My paper with Scott Phillips, A quasi-experimental evaluation using roadblocks and automatic license plate readers to reduce crime in Buffalo, NY, has just been published online first in the Security Journal. Springer gifts me a special link in which you can read the paper. Previously when I have been given links like that from the publisher they have a time limit, but the email for this one said nothing. But even if that goes bad you can always read my pre-print of the article I posted on SSRN.
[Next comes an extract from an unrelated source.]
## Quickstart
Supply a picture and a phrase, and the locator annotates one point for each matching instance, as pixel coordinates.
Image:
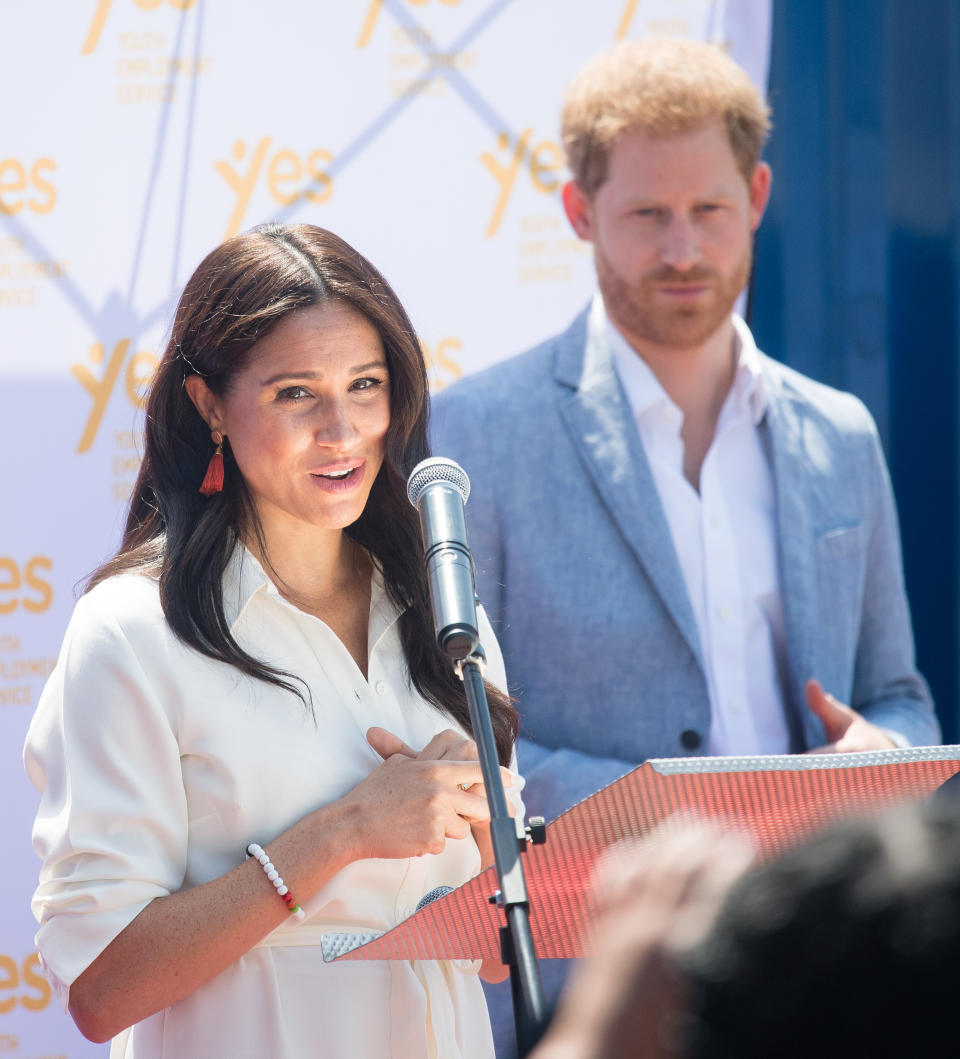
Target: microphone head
(436, 469)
Title: A quasi-experimental evaluation using roadblocks and automatic license plate readers to reduce crime in Buffalo, NY
Abstract:
This article evaluates the effective of a hot spots policing strategy: using automated license plate readers at roadblocks in Buffalo, NY. Different roadblock locations were chosen by the Buffalo Police Department every day over a two-month period. We use propensity score matching to identify a set of control locations based on prior counts of crime and demographic factors. We find modest reductions in Part 1 violent crimes (10 over all roadblock locations and over the two months) using t tests of mean differences. We find a 20% reduction in traffic accidents using fixed effects negative binomial regression models. Both results are sensitive to the model used though, and the fixed effects models predict increases in crimes due to the intervention. We suggest that the limited intervention at one time may be less effective than focusing on a single location multiple times over an extended period.